Au début de l'étude, les femmes 483 (28,6%) ont admis avoir utilisé du crack. Celles-ci étaient divisées en utilisateurs intermittents 429 (25,4%), qui ne signalaient que l'utilisation de crack lors de certaines visites d'étude, et d'utilisateurs persistants 54 (3,2%) qui déclaraient utiliser du crack lors de toutes les visites. Lors de chaque visite à la clinique, les utilisateurs intermittents ont été divisés en utilisateurs "d'abstinence intermittente" qui utilisaient du crack auparavant, mais qui n'étaient pas actuellement des utilisateurs "intermittents actifs" qui ont signalé une utilisation actuelle, mais ne l'avaient pas fait lors de toutes les visites précédentes. Cinquante-six pour cent des femmes étaient afro-américaines, 24% Latino et 20% blanches ou d’autres ethnies. Les utilisateurs de crack étaient plus susceptibles d'être des noirs (70% des utilisateurs de crack étaient afro-américains), d'abandonner leurs études secondaires (en particulier des utilisateurs persistants) et de consommer de l'alcool avec problème ainsi que du crack - 10% des non-utilisateurs de crack , 27% des utilisateurs intermittents et 32% des utilisateurs persistants ont également eu des problèmes d'alcool.

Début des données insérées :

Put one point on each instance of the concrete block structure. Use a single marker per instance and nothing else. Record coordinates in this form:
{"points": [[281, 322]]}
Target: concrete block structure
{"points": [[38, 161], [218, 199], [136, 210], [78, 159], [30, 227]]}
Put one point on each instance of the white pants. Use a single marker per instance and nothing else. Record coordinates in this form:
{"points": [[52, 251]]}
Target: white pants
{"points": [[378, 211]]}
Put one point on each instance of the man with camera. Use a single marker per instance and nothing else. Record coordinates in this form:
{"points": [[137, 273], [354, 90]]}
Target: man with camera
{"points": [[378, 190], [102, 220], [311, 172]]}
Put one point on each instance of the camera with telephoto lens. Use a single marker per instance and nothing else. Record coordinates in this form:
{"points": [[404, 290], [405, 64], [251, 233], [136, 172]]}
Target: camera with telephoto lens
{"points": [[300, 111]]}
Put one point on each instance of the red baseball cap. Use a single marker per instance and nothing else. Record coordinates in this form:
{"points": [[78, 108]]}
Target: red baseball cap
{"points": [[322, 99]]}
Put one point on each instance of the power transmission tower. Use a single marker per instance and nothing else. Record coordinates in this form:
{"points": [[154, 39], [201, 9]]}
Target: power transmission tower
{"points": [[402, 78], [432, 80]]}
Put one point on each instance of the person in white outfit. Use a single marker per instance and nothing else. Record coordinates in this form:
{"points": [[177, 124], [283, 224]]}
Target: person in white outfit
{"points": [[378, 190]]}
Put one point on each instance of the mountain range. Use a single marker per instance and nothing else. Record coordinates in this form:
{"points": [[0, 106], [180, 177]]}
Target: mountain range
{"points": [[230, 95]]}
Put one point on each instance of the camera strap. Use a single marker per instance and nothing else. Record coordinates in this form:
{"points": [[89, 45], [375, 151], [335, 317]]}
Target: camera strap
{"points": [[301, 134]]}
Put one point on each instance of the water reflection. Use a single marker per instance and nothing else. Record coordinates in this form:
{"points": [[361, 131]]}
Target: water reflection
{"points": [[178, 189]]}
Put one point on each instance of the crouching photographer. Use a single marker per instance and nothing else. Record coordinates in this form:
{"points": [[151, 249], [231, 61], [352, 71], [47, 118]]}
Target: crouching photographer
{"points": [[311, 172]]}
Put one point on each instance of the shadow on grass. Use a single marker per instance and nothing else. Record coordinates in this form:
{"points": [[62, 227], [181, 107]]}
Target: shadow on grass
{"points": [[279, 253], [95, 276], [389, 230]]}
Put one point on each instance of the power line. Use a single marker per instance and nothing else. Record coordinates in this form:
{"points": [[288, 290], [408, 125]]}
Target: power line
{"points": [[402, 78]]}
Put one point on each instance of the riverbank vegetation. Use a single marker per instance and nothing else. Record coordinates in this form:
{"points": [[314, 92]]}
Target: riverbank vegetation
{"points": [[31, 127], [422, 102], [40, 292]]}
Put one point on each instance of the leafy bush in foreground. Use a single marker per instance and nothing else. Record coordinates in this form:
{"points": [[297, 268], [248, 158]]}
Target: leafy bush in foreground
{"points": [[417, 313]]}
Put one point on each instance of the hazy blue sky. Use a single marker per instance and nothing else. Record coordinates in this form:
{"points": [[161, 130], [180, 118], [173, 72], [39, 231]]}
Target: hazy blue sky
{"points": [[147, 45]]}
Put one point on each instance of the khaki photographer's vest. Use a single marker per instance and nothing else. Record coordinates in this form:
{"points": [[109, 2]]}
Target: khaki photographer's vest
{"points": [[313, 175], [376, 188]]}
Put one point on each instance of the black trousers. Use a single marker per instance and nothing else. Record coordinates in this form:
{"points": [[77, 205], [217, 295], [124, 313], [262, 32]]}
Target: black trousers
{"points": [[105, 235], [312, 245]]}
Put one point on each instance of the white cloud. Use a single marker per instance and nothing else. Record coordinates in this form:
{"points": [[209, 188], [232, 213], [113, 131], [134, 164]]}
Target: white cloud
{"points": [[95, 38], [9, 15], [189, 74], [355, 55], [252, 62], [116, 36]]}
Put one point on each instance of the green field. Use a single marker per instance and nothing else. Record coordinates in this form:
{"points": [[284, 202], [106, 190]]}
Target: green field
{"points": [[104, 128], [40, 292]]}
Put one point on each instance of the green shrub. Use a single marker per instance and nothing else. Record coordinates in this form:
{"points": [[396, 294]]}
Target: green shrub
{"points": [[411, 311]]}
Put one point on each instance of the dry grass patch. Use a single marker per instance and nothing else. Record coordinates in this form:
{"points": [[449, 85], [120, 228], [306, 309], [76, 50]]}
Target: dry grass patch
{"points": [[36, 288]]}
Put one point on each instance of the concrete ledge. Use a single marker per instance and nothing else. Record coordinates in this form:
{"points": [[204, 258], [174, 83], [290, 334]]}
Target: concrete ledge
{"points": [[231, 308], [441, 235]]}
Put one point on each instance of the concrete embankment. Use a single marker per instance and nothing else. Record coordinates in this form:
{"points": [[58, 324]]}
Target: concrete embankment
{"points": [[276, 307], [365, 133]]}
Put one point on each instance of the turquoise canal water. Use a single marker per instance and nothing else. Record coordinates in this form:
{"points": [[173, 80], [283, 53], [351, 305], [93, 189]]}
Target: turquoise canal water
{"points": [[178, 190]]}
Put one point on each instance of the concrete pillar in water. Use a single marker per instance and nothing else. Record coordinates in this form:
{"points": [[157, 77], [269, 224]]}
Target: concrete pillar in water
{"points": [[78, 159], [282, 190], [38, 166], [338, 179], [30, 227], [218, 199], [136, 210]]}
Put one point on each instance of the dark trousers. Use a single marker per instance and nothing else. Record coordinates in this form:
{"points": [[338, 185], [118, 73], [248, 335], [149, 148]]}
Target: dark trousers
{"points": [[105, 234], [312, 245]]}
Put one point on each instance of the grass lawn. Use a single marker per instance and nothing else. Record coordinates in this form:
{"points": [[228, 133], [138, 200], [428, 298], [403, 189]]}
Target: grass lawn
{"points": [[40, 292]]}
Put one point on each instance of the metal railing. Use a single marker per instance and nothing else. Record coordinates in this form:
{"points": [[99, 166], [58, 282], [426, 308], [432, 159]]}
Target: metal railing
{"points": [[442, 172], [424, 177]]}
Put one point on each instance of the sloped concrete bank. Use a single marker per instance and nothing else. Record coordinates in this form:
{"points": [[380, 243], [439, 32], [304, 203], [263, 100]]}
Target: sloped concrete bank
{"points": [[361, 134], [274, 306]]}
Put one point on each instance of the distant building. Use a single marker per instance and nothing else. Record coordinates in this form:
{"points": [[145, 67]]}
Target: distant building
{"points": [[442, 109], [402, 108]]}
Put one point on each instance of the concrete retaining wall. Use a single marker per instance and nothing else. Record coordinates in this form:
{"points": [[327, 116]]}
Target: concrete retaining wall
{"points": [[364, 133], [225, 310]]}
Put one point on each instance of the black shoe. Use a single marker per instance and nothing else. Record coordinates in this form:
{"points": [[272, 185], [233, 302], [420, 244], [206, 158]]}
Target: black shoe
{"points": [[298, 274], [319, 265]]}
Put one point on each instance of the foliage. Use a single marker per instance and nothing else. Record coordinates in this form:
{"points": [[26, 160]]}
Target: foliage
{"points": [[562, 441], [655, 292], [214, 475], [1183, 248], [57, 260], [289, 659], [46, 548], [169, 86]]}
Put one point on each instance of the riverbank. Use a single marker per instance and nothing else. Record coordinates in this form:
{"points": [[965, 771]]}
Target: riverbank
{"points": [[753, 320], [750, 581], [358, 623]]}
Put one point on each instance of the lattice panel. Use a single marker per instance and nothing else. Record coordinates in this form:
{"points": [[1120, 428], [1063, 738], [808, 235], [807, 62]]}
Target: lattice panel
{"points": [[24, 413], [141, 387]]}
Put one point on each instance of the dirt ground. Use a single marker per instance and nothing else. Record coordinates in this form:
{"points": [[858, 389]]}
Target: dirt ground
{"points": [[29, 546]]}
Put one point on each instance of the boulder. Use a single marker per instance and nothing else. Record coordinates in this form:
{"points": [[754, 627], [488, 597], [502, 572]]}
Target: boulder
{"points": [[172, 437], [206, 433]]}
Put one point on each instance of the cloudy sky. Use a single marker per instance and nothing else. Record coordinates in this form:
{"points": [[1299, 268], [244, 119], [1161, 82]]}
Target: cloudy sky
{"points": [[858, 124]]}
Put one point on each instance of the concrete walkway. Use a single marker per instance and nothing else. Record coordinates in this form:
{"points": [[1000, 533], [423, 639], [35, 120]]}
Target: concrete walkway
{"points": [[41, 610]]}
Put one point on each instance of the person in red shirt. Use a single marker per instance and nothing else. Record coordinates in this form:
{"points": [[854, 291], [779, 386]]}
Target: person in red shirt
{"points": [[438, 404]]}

La thérapie antirétrovirale, ça marche vraiment

Au début de l'étude, 73% des femmes suivaient un traitement antirétroviral ou suivaient un traitement antérieur, mais seulement 32% des utilisatrices persistantes de crack avaient été exposées à des médicaments antirétroviraux. L'adhésion au traitement antirétroviral chez les participants à l'étude n'était pas élevée, bien que la définition du mot «adhérence élevée» soit la plus précise, supérieure à 95% des doses prises depuis la dernière visite, toutes visites confondues. Vingt-neuf pour cent des utilisateurs autres que ceux de crack, 16% des utilisateurs intermittents et seulement 7% des utilisateurs persistants (quatre femmes) ont signalé une observance élevée au sens de la définition.

Grand et CD4 Scores inférieurs Étaient omniprésents chez les femmes vivant avec le VIH qui utilisent du crack


Les utilisateurs de crack persistants avaient une charge virale plus élevée et faible nombre de CD4 au début de l'étude. La charge virale moyenne au début de l’étude était de 11.000 copies / ml chez les non-utilisateurs, 10.300 copies / ml chez les utilisateurs intermittents et 34.000 copies / ml chez les utilisateurs persistants, tandis que les comptes initiaux de CD4 étaient respectivement 364, 433 et 257 / mm3. . Quarante pour cent des utilisateurs de crack persistant avaient un nombre initial de CD4 inférieur à 200 (Tableau du SIDA déterminé en laboratoire), comparé à 29% des non-utilisateurs et 22% des utilisateurs intermittents.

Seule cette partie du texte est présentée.